The first 2 games i played i didnt quite understand the game and was confused if the numbers counted themsleves. after a few games though i was able to complete a board without fault! :) fun game, although possibly limited play?

(i got an error when posting so sorry if i post 2!)

wouter May 9, 2007 4:34 AM

Thanks for being so kind Jay! I feel sorry there still seem to be some design-faults in the gameplay, I insist to solve them in the next days.

I really appreciate the feedback in the comments, funny that I never percepted the game as a checkers-board with 2 puzzles layered, you guys are pretty smart :)

Considering that there are three states which numbers can be in: not touched, golden and eliminated, I think I can bring down the rules of solving the puzzles down to these 2:
* when from a picked number, from the neighbours, the amount of "not touched + golden" = the number, you can change all not touched to golden.
* when the amount of golden neighbours is the same as the number you can eliminate all not touched

The computerprogram could use this rules to solve a puzzle with unique solution, and in case of a multiple solution it will fail.

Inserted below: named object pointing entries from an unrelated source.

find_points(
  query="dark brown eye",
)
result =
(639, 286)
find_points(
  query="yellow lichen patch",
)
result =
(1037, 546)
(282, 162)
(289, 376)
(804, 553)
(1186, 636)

I think if I count the "tiles" the program can make golden or eliminate every step it uses the solving-algorythm, I could make a sort of difficult-rating. Nevertheless, the game can't have a difficulty-range like sudoku. The game should be designed to be easy but enjoyable I guess.

Thanks again for all of your positive constructive criticism, and thanks again Jay for "hosting and posting" too. :)



I cannot say I don't like this game but...

with this kind of logic puzzles you usually pass through three phases:

(1) Learning the mechanism of the puzzle
(2) Figuring out the system of solving
(3) Actual solving the puzzle

For the puzzle to be good, (1) should be as intuitive as possible, (2) should be not too easy to crack and once found not too mechanical and (3) should be rewarding and challenging.

Phase (1) in this game is the toughest part - even though it's logical and clear once you figure it out, still it's somehow mind-bending when every square is both a marker and a..ahem.. markee or whatever.

Once you pass through (1), (2) is a breeze. There isn't really much to the system, you clear it out one square at the time and every solved square instanly reveals the ones near him. Yes, the logic is there, but it's as hard as an average paint-by-numbers.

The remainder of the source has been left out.